A 77-year-old woman is brought for evaluation by her family. The patient had previously been alert and active; however, for the past week, she has been difficult to arouse and, when awake, has been delusional and has behaved abnormally. In addition, for the past 2 weeks, she has complained of abdominal discomfort related to constipation.
The patient has no history of heart disease, diabetes, or hypertension. She had a 40-pack-year smoking history but quit 2 years earlier when mild chronic obstructive pulmonary disease was diagnosed. She has been coughing more than usual in recent months but without producing sputum or blood. Her medications include montelukast sodium and a statin.

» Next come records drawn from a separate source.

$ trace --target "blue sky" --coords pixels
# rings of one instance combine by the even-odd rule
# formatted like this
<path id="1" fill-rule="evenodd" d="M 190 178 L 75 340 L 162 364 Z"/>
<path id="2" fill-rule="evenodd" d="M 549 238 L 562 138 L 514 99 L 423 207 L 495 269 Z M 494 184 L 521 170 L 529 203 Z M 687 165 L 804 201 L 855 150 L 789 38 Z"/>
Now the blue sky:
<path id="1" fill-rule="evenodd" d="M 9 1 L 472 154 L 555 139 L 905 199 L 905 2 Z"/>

The patient is disoriented. Heart rate is 108 beats per minute; respiration rate, 20 breaths per minute; blood pressure, 105/60 mm Hg; and oxygen saturation measured by pulse oximetry, 93% on room air. Mucous membranes are quite dry. A 3-cm hard lymph node is palpable in the left supraclavicular fossa. Examination of the chest reveals decreased breath sounds and a few wheezes but no consolidation; the heart is normal. Neurological examination reveals disorientation but no focal neurological findings.
LABORATORY AND IMAGING RESULTS
Hemoglobin level is 10.5 g/dL; white blood cell count, 8100/μL; and platelet count, 517,000/μL. Creatinine level is 2.3 mg/dL, and blood urea nitrogen level is 26 mg/dL. Albumin level is 2.9 g/dL, with a total protein level of 5.9 g/dL. Serum glucose level is 110 mg/dL, and serum calcium level is 14.8 mg/dL. A chest radiograph reveals fullness of the left hilum of the lung.